Dgraph - Graph Database

https://dgraph.io/paper

  • Two kinds of nodes:
    • Zeroes are administrative nodes that handle things like:
      • Handing out monotonic timestamps
      • Form consensus on metadata about the rest of the cluster
      • Handle rebalances/reshards
    • Alphas store data
  • Nodes are divided into groups; one group for zeroes, and 1..N groups for alphas.
    • Each group forms a Raft cluster and can have 1, 3, or 5 replicas.
  • Primitive data structure is a triple, representing either:
    • (subject, predicate, object) → (0xab, <follower_of>, 0xff)
    • (subject, predicate, value) → (0xab, <name>, "John")
  • All subjects are given a globally unique uid
  • Data is sharded by relationship/predicate rather than by entity.

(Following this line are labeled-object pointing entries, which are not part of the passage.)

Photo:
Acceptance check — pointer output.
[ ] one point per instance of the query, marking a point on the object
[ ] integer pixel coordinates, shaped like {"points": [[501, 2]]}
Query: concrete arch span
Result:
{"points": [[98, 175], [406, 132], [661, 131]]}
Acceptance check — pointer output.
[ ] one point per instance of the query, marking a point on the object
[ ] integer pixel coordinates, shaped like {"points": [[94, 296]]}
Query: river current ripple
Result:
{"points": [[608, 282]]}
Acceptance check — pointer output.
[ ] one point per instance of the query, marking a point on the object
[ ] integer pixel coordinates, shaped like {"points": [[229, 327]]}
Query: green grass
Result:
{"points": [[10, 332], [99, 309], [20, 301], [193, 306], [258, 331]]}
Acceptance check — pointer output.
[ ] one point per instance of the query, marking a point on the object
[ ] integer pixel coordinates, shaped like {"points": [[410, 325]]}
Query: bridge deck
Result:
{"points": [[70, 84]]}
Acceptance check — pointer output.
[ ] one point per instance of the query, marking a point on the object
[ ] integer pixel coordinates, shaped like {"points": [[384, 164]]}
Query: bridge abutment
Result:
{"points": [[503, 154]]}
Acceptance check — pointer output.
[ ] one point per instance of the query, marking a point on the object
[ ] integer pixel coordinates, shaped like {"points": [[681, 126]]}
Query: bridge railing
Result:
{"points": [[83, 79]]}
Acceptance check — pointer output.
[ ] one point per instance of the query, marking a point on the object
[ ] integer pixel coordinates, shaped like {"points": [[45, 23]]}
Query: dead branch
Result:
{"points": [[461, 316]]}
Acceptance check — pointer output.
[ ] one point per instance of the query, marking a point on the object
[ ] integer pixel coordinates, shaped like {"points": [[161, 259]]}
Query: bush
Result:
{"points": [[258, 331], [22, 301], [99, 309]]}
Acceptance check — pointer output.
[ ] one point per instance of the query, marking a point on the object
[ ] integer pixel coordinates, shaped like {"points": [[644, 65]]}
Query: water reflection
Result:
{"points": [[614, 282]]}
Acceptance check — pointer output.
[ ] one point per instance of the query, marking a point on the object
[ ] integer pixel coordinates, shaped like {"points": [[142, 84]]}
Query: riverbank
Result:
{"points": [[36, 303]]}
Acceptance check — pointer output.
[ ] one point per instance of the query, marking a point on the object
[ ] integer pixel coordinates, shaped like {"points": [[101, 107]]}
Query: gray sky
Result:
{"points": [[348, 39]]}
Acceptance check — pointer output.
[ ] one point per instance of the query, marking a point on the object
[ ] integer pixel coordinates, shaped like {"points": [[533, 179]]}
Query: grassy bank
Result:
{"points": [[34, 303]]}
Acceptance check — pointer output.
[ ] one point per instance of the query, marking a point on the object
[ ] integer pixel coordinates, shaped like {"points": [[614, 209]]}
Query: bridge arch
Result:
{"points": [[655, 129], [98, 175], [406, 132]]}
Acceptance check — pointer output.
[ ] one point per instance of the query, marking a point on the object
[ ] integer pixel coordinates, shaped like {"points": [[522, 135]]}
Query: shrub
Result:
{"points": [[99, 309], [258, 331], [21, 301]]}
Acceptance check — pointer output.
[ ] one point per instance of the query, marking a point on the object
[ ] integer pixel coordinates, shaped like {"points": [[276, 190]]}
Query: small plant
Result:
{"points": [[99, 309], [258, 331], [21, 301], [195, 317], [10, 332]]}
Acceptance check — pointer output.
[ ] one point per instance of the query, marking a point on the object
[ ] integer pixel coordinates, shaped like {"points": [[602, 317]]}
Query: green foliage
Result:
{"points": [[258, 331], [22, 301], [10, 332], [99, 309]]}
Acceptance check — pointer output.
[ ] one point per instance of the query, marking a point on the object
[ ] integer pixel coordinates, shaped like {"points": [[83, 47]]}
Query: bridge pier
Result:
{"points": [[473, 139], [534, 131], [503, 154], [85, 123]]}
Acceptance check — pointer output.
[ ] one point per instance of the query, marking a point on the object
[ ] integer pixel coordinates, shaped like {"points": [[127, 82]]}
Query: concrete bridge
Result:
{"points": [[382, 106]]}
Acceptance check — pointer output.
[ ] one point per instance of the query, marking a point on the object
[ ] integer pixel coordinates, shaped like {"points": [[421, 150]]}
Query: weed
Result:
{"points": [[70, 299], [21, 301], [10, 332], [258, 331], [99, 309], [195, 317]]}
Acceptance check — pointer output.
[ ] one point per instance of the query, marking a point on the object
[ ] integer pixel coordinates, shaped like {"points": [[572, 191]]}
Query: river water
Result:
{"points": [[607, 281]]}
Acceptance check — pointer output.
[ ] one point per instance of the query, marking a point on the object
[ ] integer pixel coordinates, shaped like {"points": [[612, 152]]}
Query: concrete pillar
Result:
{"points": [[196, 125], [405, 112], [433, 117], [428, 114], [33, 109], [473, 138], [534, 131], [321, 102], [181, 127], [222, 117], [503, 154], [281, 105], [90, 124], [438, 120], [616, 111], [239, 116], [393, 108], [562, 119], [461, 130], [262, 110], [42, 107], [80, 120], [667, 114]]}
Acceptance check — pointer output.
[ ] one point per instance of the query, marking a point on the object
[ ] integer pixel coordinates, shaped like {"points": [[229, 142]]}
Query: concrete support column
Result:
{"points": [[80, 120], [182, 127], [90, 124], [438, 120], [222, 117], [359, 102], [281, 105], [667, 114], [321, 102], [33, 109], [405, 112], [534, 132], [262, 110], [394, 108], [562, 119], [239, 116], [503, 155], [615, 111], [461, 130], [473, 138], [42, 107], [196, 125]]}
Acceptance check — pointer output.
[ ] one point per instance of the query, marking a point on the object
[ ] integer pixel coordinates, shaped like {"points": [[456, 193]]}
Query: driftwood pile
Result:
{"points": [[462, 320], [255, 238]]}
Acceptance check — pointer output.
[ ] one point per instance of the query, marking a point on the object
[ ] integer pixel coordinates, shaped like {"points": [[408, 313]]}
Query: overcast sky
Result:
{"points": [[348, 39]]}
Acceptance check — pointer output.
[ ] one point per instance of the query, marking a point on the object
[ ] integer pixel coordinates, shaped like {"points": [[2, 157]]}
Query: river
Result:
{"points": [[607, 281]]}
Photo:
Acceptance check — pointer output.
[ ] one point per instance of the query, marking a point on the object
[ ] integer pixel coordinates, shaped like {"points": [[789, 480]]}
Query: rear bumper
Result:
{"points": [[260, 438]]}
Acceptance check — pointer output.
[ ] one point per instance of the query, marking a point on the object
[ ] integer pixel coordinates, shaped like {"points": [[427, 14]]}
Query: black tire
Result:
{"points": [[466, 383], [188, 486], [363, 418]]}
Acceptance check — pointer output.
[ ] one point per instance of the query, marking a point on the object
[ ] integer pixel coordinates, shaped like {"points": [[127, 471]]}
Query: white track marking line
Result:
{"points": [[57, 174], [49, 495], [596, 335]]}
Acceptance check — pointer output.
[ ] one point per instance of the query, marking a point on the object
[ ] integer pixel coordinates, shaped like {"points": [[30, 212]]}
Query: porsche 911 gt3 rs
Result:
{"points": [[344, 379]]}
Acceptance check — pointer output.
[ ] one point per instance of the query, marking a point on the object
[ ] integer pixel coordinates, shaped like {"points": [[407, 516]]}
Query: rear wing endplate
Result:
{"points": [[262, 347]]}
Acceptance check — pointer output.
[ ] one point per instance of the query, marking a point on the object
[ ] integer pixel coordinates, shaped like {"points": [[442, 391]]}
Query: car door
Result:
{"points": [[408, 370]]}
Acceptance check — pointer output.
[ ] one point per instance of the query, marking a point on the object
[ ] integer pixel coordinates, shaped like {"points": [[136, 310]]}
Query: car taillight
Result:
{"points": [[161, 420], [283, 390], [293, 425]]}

    • For example, if your data store contains information about which user follows which other user, users are entities, and “follows” is the relationship
    • Dgraph places all data for the “follows” relationship (across all entities) in a single group.
    • A group can contain more than one relationship.
    • Critically, what happens when a relationship can’t fit on a single node anymore?
  • Dgraph uses Badger (in-house LSM KV store) to persist data; metadata is stored in Raft.
    • The paper glosses over this, but how does Dgraph ensure that Badger and Raft are in sync?
  • Uses GraphQL for queries, over GRPC/Protobuf or vanilla HTTP.
  • All records with the same subject and predicate are grouped into the same Badger key:
    • The Badger value is a sorted list of uids/values, and can be split if a single KV-pair becomes too large.
  • Dgraph can execute rebalances by marking shards read-only; are writes rejected during this process?
  • Supports lock-free transactions via MVCC
    • The entire Lock-Free High Availability Transaction Processing was impenetrable to me
    • Lots of jargon and not much elucidation
  • Reads are/can be linerizable.
  • On the whole this was a quick, crisp paper, but it felt like a lot of details were omitted or glossed over, particularly in the second half.